Exploratory data analysis - Taking a look at earthquakes.

I got interested in the earthquakes dataset from CORGIS (https://corgis-edu.github.io/corgis/csv/earthquakes/). Since I had previously worked on tsunamis, this seemed like a nice field to explore and find some patterns. My vague question right now is to see how the impact and timing of earthquakes depends on previous earthquakes spacially.

After extracting the dataset, I plotted it.


After looking at the specific data of a few points, I realized I made a mistake because California seemed to be near Austrialia (I had switched latitude and longitude.) The corrected version is below.


Not all earthquakes are the same. The impact of an earthquake depends on its magnitude and depth, both of which are encoded in its signficance. So, I added the ‘significance’ of the earthquake as the radius in the scatterplot. However, the visualization is less effective.


So, I turned to see if earthquakes triggered other earthquakes in nearby locations.
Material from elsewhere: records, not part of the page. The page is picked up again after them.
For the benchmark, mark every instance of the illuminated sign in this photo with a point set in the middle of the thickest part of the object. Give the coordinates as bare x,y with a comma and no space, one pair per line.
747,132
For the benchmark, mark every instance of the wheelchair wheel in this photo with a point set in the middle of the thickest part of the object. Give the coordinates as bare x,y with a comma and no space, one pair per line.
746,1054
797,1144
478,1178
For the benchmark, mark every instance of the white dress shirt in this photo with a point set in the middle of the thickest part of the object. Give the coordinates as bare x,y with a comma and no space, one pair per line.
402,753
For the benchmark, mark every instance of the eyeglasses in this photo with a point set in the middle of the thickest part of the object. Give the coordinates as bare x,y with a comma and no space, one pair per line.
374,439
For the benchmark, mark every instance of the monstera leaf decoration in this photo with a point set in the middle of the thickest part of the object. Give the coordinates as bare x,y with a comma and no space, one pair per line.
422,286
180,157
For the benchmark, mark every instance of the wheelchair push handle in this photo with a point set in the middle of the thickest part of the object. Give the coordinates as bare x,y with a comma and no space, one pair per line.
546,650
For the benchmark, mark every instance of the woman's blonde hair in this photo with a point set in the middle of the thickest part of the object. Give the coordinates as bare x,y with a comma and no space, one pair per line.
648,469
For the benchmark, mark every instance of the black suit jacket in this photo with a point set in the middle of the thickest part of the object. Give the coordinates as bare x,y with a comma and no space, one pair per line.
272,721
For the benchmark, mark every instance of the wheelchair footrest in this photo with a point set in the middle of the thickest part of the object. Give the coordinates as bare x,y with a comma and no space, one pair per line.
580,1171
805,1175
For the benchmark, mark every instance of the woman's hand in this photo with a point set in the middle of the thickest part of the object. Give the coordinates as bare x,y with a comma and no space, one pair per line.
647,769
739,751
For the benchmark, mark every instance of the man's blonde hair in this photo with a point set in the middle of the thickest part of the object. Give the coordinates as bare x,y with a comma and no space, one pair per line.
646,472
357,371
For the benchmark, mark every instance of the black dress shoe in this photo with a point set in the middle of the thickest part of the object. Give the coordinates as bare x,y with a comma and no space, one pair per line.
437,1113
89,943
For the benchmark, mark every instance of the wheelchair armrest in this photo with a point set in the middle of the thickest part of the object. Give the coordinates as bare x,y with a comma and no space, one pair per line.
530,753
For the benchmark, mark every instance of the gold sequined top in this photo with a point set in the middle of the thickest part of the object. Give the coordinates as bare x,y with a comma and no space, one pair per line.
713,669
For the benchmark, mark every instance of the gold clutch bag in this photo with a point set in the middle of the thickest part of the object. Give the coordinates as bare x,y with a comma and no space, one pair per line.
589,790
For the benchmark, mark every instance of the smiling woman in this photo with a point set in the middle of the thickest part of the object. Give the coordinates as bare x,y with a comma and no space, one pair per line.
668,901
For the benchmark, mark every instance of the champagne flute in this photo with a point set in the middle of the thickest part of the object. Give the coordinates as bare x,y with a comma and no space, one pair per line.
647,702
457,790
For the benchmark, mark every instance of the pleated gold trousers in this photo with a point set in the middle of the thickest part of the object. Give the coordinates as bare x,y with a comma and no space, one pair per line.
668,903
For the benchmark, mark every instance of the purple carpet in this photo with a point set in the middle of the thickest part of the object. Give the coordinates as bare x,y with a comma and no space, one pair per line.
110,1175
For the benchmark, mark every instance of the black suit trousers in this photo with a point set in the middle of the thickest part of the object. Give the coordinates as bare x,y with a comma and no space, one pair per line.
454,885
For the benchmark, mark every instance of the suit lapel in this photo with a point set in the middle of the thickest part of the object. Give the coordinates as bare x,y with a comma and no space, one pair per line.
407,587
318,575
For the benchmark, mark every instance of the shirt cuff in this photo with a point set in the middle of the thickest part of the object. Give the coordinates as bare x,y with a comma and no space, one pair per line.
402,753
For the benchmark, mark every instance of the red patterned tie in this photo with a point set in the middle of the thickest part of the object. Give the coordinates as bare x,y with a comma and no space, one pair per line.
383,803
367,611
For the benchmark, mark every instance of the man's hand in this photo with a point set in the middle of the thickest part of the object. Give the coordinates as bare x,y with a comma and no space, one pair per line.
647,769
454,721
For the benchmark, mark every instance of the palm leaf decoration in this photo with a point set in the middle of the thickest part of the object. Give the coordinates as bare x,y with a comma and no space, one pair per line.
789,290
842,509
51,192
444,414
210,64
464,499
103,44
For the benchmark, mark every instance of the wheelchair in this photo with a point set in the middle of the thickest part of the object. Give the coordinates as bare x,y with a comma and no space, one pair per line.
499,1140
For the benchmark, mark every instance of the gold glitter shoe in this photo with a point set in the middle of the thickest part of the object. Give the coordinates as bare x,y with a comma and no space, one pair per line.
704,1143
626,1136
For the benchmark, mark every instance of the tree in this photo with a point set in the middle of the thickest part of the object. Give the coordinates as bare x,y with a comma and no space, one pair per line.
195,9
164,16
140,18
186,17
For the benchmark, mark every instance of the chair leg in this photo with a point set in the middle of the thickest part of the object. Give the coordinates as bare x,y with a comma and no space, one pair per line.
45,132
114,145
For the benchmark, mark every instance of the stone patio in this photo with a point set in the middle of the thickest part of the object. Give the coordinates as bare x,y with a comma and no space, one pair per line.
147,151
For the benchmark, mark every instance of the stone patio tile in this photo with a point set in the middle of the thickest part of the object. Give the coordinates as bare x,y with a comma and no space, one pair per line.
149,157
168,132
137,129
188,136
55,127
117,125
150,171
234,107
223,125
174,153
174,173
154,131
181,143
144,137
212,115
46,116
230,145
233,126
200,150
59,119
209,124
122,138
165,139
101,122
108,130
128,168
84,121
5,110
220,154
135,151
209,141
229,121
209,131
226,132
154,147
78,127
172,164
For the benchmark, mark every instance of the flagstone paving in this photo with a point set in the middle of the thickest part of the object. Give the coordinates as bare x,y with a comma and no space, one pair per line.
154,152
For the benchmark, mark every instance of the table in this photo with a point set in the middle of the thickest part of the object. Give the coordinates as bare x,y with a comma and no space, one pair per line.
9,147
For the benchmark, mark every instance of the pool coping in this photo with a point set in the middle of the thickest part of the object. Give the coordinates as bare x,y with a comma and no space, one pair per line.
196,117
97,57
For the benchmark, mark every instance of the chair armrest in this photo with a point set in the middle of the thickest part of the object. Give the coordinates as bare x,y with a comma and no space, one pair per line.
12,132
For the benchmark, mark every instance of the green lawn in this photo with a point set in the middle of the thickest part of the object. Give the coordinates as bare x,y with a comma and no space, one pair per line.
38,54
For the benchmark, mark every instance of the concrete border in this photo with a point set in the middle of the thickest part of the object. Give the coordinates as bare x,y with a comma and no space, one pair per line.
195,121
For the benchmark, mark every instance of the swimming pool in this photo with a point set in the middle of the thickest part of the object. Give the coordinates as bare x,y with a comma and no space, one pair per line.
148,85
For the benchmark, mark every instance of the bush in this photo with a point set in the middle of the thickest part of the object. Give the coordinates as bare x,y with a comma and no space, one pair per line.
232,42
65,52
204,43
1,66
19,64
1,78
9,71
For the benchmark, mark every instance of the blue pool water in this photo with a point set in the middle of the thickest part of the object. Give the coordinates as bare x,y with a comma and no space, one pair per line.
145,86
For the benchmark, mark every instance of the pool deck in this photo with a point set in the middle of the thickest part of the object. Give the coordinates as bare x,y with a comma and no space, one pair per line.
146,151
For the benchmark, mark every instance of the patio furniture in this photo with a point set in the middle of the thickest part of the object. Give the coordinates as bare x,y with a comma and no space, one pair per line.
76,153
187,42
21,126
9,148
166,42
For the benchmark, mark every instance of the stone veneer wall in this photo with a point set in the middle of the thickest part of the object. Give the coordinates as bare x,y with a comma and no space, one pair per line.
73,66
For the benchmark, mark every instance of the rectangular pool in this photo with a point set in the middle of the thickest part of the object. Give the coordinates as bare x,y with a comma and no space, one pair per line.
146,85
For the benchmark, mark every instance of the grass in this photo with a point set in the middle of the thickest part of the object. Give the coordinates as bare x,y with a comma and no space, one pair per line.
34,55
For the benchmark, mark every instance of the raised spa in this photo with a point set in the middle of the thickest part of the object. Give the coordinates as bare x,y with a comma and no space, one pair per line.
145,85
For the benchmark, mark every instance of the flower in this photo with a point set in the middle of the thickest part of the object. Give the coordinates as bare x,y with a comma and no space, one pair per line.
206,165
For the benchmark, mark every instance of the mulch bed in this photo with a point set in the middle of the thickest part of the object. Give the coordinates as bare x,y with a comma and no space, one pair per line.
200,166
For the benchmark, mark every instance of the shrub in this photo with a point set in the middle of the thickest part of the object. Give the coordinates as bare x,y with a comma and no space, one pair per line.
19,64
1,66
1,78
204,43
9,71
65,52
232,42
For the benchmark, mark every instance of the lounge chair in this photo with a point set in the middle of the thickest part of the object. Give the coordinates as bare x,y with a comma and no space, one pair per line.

I first checked the last 3 instances and found them very close to each other.


The last 10 instances seemed to agree and the last 50 seem to show some clustering.



Plotting the instance over time revealed that I could not get a sense of time from this graph.


So, I converted the time metric ‘epoch’ to seconds, months, days and time. Here, I visualize the significance of the earthquakes to the day it occurred (Assuming we start at day 0).

day_epo Doesn’t help much. I also learnt at this point that even though there were around 9000 instances, the time period was only over a month so I would not be able to visualize any yearly patterns. Nevertheless, let’s try to say something about the data we have.


The plot above shows the most significant earthquakes spaced out. So, one question I want to ask is if the most significant earthquakes (>700) occur in the same location as the least significant ones (<100). Please note that the significance of the earthquake is encoded in the plot of the most significant earthquakes to visualize significance but not in the least-significant to have a measure of count.

Seemingly not. Most of the least significant earthquakes happen to be in the US. Let’s see what happen when I graph the earthquakes of medium significance


These seem to be spread out more globally. So, this might be an indication that minor tremors in the US are reported well as opposed to other countries. Going back to the plot of significance of earthquakes over time, let’s take the most significant earthquakes and see if the previous 10 earthquakes were nearby.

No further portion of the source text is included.